One of the vulnerabilities affecting the WebKit allows a remote attacker to obtain arbitrary code execution on the victim’s device. In contrast, the other kernel-related vulnerabilities permit an attacker to elevate the privileges on the system.
Google patches a Chrome zero-day exploited in the wild
Heap-based buffer overflow in sudo
The discovery of a heap overflow vulnerability in the sudo utility tool available on all the major Unix-like operating systems shows that not all vulnerabilities are new. First introduced in July 2011, the vulnerability affects all legacy versions and their default configuration. It is assigned CVE-2021-3156
Successful exploitation could allow an unprivileged user on the local system to gain root access to the vulnerable host. Multiple proof-of-concept exploits were derived and published following the root cause analysis. We noticed Ubuntu, Debian, Fedora, and macOS in the list of vulnerable operating systems.
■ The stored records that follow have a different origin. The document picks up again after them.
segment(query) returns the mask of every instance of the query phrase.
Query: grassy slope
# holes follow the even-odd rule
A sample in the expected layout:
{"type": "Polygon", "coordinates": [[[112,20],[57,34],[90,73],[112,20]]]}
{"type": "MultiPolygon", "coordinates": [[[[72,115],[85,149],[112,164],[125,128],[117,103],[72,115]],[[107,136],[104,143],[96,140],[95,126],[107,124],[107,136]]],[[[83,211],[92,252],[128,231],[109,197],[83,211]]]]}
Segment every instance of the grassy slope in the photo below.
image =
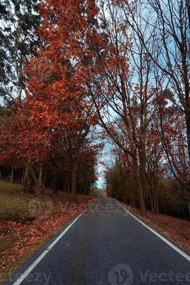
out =
{"type": "Polygon", "coordinates": [[[92,197],[46,189],[40,199],[21,193],[20,184],[0,179],[0,284],[92,203],[92,197]]]}

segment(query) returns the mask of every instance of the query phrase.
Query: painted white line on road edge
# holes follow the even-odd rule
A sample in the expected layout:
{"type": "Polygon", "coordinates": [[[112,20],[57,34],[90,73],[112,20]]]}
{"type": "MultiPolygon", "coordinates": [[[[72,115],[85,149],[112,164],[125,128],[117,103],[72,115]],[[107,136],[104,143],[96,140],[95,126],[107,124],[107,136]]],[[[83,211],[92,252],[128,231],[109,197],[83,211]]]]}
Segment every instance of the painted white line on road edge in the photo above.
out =
{"type": "Polygon", "coordinates": [[[147,229],[148,229],[150,230],[150,231],[152,232],[154,234],[156,235],[157,236],[158,236],[160,238],[161,238],[161,239],[162,240],[162,241],[165,242],[167,243],[167,244],[168,244],[171,247],[173,248],[174,250],[176,251],[177,251],[178,253],[180,254],[184,257],[185,258],[186,258],[186,259],[187,259],[188,260],[190,261],[190,256],[189,256],[189,255],[188,255],[186,253],[185,253],[183,251],[182,251],[182,250],[180,250],[179,248],[178,248],[178,247],[177,247],[176,246],[175,246],[175,245],[173,245],[171,243],[170,241],[168,241],[167,239],[166,239],[166,238],[164,238],[163,236],[162,236],[160,235],[159,234],[158,234],[158,233],[157,233],[156,231],[155,231],[153,229],[151,229],[151,228],[150,228],[149,227],[147,226],[146,224],[145,224],[143,222],[142,222],[142,221],[141,221],[140,220],[139,220],[138,218],[137,218],[136,217],[135,217],[135,216],[134,216],[134,215],[130,213],[130,212],[128,211],[128,210],[124,208],[124,207],[123,207],[122,205],[121,205],[121,204],[118,202],[117,201],[115,200],[115,199],[114,199],[114,200],[116,201],[118,204],[119,204],[119,205],[120,205],[121,206],[122,208],[123,208],[123,209],[124,210],[126,211],[126,212],[127,212],[129,214],[130,214],[131,216],[132,216],[134,218],[135,218],[136,220],[137,220],[138,222],[139,222],[139,223],[141,223],[141,224],[142,224],[142,225],[143,225],[144,226],[146,227],[146,228],[147,228],[147,229]]]}
{"type": "MultiPolygon", "coordinates": [[[[96,200],[96,199],[95,199],[94,201],[91,204],[90,206],[92,205],[93,203],[94,203],[96,200]]],[[[44,252],[42,253],[42,254],[39,257],[38,257],[38,258],[36,260],[35,260],[34,262],[33,262],[32,264],[28,267],[27,269],[26,269],[26,271],[25,271],[24,273],[22,274],[21,276],[20,276],[18,279],[17,279],[16,281],[15,281],[15,283],[13,283],[12,285],[19,285],[19,284],[20,284],[21,282],[23,281],[25,278],[26,278],[27,275],[28,275],[30,272],[32,271],[32,270],[34,268],[35,266],[37,265],[38,263],[39,263],[40,260],[42,260],[42,259],[45,256],[46,254],[49,251],[49,250],[51,249],[51,248],[52,248],[53,246],[55,245],[55,243],[58,242],[58,241],[63,236],[63,235],[71,227],[72,225],[73,225],[75,222],[76,222],[76,220],[78,219],[79,217],[80,217],[80,216],[83,214],[85,211],[86,211],[87,209],[88,208],[87,208],[86,209],[85,209],[85,210],[84,210],[84,211],[82,212],[82,213],[81,213],[77,217],[76,219],[74,220],[73,222],[71,223],[71,224],[70,224],[67,227],[67,228],[66,228],[65,229],[64,231],[60,234],[59,235],[59,236],[54,241],[53,241],[52,243],[51,243],[50,245],[46,249],[46,250],[45,250],[44,252]]]]}

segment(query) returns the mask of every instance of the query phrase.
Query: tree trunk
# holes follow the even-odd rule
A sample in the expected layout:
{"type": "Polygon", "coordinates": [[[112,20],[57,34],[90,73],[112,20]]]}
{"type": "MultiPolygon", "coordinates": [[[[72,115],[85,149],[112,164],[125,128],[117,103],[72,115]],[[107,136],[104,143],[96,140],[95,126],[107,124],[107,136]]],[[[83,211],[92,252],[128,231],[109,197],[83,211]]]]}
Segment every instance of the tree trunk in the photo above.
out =
{"type": "Polygon", "coordinates": [[[23,181],[24,180],[24,173],[25,172],[25,168],[24,168],[23,167],[23,169],[22,170],[22,179],[21,180],[21,184],[22,185],[23,185],[23,181]]]}
{"type": "Polygon", "coordinates": [[[39,183],[40,184],[40,187],[41,188],[42,188],[42,179],[43,176],[43,172],[42,171],[42,167],[40,166],[40,174],[39,175],[39,183]]]}
{"type": "Polygon", "coordinates": [[[22,190],[29,193],[33,193],[34,186],[32,183],[32,177],[29,170],[26,168],[23,179],[22,190]]]}
{"type": "Polygon", "coordinates": [[[51,181],[51,189],[52,189],[53,186],[53,176],[52,176],[51,181]]]}
{"type": "Polygon", "coordinates": [[[68,184],[67,184],[67,192],[68,193],[71,193],[71,182],[70,177],[68,178],[68,184]]]}
{"type": "Polygon", "coordinates": [[[5,179],[5,166],[3,167],[3,170],[2,171],[2,178],[3,179],[5,179]]]}
{"type": "Polygon", "coordinates": [[[64,187],[64,189],[63,189],[63,191],[64,191],[64,192],[66,192],[66,187],[67,187],[67,185],[68,182],[68,177],[67,177],[67,180],[66,180],[66,182],[65,184],[65,186],[64,187]]]}
{"type": "Polygon", "coordinates": [[[76,201],[77,167],[77,162],[76,161],[74,161],[72,168],[72,185],[71,197],[72,201],[76,201]]]}
{"type": "Polygon", "coordinates": [[[144,193],[141,185],[139,171],[136,159],[133,160],[133,165],[136,178],[136,182],[138,190],[138,196],[140,204],[141,213],[143,217],[144,217],[146,219],[147,219],[146,205],[144,201],[144,193]]]}
{"type": "Polygon", "coordinates": [[[11,183],[13,183],[13,178],[14,175],[14,168],[13,165],[12,166],[12,169],[11,170],[11,177],[10,179],[11,183]]]}
{"type": "Polygon", "coordinates": [[[18,179],[19,183],[20,183],[20,168],[19,168],[19,179],[18,179]]]}
{"type": "Polygon", "coordinates": [[[57,171],[54,172],[53,176],[53,194],[57,195],[58,194],[58,175],[57,171]]]}

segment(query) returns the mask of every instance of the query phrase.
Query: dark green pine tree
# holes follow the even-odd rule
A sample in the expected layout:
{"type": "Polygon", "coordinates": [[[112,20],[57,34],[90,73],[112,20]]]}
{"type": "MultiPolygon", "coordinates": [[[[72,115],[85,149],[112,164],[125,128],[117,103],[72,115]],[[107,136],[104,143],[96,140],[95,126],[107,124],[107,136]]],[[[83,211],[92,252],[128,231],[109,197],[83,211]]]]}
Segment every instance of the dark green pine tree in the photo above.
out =
{"type": "Polygon", "coordinates": [[[0,99],[6,101],[24,95],[24,59],[36,54],[41,22],[38,0],[0,0],[0,99]]]}

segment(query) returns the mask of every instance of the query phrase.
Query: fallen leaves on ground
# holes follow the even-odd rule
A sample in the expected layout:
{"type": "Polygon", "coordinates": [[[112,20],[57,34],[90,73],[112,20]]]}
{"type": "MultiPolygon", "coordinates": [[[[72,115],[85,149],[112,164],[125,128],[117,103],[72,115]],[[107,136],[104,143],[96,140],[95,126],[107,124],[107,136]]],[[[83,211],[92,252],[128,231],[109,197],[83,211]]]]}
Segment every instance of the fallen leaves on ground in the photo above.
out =
{"type": "Polygon", "coordinates": [[[147,211],[147,219],[141,215],[140,210],[118,202],[129,211],[156,231],[190,254],[190,222],[147,211]]]}
{"type": "MultiPolygon", "coordinates": [[[[16,191],[15,199],[22,204],[24,197],[25,206],[16,211],[21,222],[9,219],[0,223],[0,283],[95,199],[78,195],[75,203],[70,194],[58,191],[57,195],[53,195],[51,192],[47,189],[39,197],[29,198],[16,191]]],[[[10,195],[12,199],[14,193],[10,195]]],[[[14,220],[15,208],[9,205],[2,211],[10,211],[7,216],[14,220]]]]}

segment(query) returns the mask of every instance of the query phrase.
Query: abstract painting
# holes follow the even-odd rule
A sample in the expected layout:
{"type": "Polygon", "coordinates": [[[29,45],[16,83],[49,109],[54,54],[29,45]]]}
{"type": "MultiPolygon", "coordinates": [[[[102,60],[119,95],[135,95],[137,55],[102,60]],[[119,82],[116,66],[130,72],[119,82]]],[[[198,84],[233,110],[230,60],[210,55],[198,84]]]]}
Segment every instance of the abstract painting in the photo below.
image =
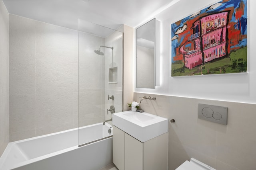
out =
{"type": "Polygon", "coordinates": [[[247,0],[223,0],[171,24],[171,75],[247,72],[247,0]]]}

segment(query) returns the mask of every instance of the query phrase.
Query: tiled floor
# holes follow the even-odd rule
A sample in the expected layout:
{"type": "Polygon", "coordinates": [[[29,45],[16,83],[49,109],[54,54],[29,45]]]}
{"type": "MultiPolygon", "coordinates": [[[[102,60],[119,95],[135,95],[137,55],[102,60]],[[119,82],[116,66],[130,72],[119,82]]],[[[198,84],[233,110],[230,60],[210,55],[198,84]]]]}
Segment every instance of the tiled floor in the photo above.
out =
{"type": "Polygon", "coordinates": [[[110,164],[99,170],[118,170],[113,164],[110,164]]]}

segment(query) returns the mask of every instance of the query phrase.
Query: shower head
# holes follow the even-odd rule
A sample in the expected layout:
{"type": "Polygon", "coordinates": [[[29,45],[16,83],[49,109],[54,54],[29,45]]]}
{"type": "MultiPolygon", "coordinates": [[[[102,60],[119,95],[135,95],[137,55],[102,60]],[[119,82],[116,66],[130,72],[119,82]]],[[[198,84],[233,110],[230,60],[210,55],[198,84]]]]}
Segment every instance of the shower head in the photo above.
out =
{"type": "Polygon", "coordinates": [[[100,49],[99,49],[99,50],[94,50],[94,53],[95,53],[96,54],[98,54],[99,55],[104,55],[104,53],[103,53],[103,52],[101,51],[100,51],[100,47],[105,47],[105,48],[108,48],[109,49],[112,49],[112,50],[113,50],[113,49],[114,49],[114,47],[107,47],[107,46],[104,46],[103,45],[101,45],[100,47],[100,49]]]}
{"type": "Polygon", "coordinates": [[[104,53],[102,51],[100,51],[100,50],[94,50],[94,53],[100,55],[104,55],[104,53]]]}

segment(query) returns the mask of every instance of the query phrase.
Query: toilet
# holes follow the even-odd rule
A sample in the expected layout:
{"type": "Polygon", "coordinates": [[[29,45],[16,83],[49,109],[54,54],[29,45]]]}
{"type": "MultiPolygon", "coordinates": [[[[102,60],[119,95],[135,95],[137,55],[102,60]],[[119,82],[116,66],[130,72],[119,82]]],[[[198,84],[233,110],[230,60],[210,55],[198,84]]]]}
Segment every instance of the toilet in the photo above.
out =
{"type": "Polygon", "coordinates": [[[206,165],[192,158],[190,161],[186,160],[175,170],[216,170],[215,169],[206,165]]]}

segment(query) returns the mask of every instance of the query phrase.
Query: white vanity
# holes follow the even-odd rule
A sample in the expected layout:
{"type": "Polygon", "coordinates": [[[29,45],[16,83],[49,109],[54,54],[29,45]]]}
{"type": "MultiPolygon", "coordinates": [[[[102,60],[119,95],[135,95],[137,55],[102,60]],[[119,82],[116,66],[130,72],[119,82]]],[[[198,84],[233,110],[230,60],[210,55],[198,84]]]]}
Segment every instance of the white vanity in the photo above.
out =
{"type": "Polygon", "coordinates": [[[113,162],[119,170],[168,169],[168,119],[131,111],[113,114],[113,162]]]}

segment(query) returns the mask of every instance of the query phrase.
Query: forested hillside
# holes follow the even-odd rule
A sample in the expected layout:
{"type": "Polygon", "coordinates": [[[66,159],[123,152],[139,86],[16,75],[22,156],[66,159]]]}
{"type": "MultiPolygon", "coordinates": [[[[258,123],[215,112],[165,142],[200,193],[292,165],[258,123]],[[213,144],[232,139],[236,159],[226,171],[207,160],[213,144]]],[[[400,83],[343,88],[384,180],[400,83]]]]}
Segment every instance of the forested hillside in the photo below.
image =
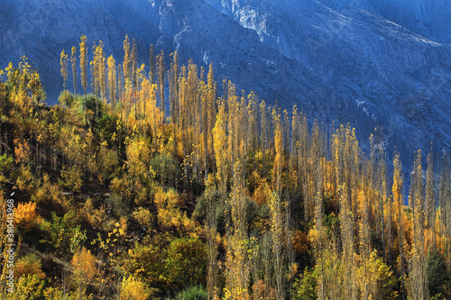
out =
{"type": "Polygon", "coordinates": [[[26,58],[0,73],[5,299],[451,297],[446,153],[415,153],[407,191],[373,136],[136,49],[82,36],[54,106],[26,58]]]}

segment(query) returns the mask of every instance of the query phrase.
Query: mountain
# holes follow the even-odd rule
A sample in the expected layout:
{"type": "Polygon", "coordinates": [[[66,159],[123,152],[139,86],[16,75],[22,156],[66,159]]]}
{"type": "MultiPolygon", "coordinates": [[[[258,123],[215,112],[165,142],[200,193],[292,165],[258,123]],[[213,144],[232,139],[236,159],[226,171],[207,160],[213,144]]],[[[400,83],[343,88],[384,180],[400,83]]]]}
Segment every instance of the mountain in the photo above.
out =
{"type": "Polygon", "coordinates": [[[431,141],[436,151],[451,146],[451,47],[444,26],[449,5],[410,3],[5,0],[0,67],[27,55],[53,104],[62,87],[61,49],[69,51],[85,33],[120,59],[129,34],[138,41],[141,62],[147,63],[150,44],[165,53],[179,50],[184,64],[190,58],[203,66],[213,61],[216,78],[270,103],[350,123],[366,150],[378,127],[378,145],[389,153],[396,148],[410,165],[413,151],[431,141]],[[438,13],[443,17],[436,20],[438,13]]]}

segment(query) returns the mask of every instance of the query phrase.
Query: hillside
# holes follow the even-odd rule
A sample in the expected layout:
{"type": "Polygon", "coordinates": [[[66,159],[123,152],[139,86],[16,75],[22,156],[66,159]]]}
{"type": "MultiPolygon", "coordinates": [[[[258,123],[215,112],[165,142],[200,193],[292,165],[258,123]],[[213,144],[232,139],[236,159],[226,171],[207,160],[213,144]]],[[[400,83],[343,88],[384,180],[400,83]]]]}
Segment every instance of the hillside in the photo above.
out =
{"type": "Polygon", "coordinates": [[[221,92],[178,52],[138,67],[133,44],[90,60],[82,36],[94,94],[58,105],[25,58],[0,73],[5,299],[451,296],[447,154],[404,177],[373,136],[221,92]]]}
{"type": "MultiPolygon", "coordinates": [[[[311,119],[349,123],[362,141],[379,128],[377,143],[410,166],[418,148],[451,145],[451,52],[440,43],[448,41],[448,6],[428,3],[5,0],[0,65],[29,57],[55,104],[60,49],[69,51],[87,34],[89,45],[102,40],[120,58],[128,33],[140,63],[148,63],[150,44],[178,50],[184,63],[213,62],[239,89],[284,108],[296,104],[311,119]]],[[[366,141],[362,147],[369,150],[366,141]]]]}

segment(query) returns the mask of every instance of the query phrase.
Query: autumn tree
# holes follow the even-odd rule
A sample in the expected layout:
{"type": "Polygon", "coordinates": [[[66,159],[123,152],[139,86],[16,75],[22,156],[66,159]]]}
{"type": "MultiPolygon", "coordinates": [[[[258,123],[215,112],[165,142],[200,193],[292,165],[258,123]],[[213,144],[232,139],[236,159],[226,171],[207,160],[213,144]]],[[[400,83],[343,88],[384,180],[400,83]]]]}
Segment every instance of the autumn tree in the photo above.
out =
{"type": "Polygon", "coordinates": [[[157,56],[157,74],[158,74],[158,95],[160,97],[160,107],[163,115],[166,114],[166,110],[164,106],[164,86],[166,83],[166,65],[164,63],[164,53],[163,50],[160,52],[157,56]]]}
{"type": "Polygon", "coordinates": [[[117,103],[117,72],[115,68],[115,60],[113,58],[113,55],[108,57],[107,60],[108,66],[108,95],[110,103],[113,106],[113,109],[115,108],[115,105],[117,103]]]}
{"type": "Polygon", "coordinates": [[[60,56],[60,65],[61,66],[61,77],[63,80],[63,89],[66,90],[66,82],[68,81],[68,65],[69,65],[69,58],[68,54],[64,51],[64,49],[61,51],[60,56]]]}
{"type": "Polygon", "coordinates": [[[123,72],[124,72],[124,79],[125,84],[129,81],[130,72],[131,72],[131,64],[132,64],[131,53],[130,53],[130,40],[128,39],[128,35],[125,35],[125,40],[124,40],[124,61],[123,61],[123,72]]]}
{"type": "Polygon", "coordinates": [[[72,67],[72,84],[74,86],[74,94],[77,94],[77,48],[72,46],[70,52],[70,64],[72,67]]]}
{"type": "Polygon", "coordinates": [[[86,45],[86,35],[82,35],[80,38],[80,76],[81,76],[81,86],[83,86],[83,92],[85,93],[85,122],[87,121],[86,115],[86,92],[87,86],[87,48],[86,45]]]}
Privilege escalation vulnerability in Windows Defender
Discovering vulnerabilities in older popular software was a trend at the end of 2020. CVE-2021-24092 addressed a 12-year-old Windows Defender privileged escalation vulnerability in February 2021. The Defender remediation process is responsible for deleting file system and registry resources created by malicious software. When the vulnerable driver is loaded, there is no check to see if the log filename created already exists. This creates the possibility of a file overwrite.
Additionally, a recent vulnerability assigned CVE-2021-1647 represents a Remote Code Execution in the same Microsoft Defender antivirus software. This particular vulnerability has an increased risk as the external attacker can forge specific files that will run immediately when Microsoft Defender antivirus initiates a scan.
Using exploit files sent as an email attachment or an arbitrary download file, attackers can then launch non-interactive remote attacks. Upon receipt, these can trigger the antivirus scan. However, the overall CVSS score is not that great, considering the payload delivery scenario.
Vulnerabilities and exploits are a continuous threat. At Avira’s Vulnerability Detection lab, we constantly monitor exploitation activities and analyze the latest vulnerabilities to provide our customers with the best protection and detection capabilities.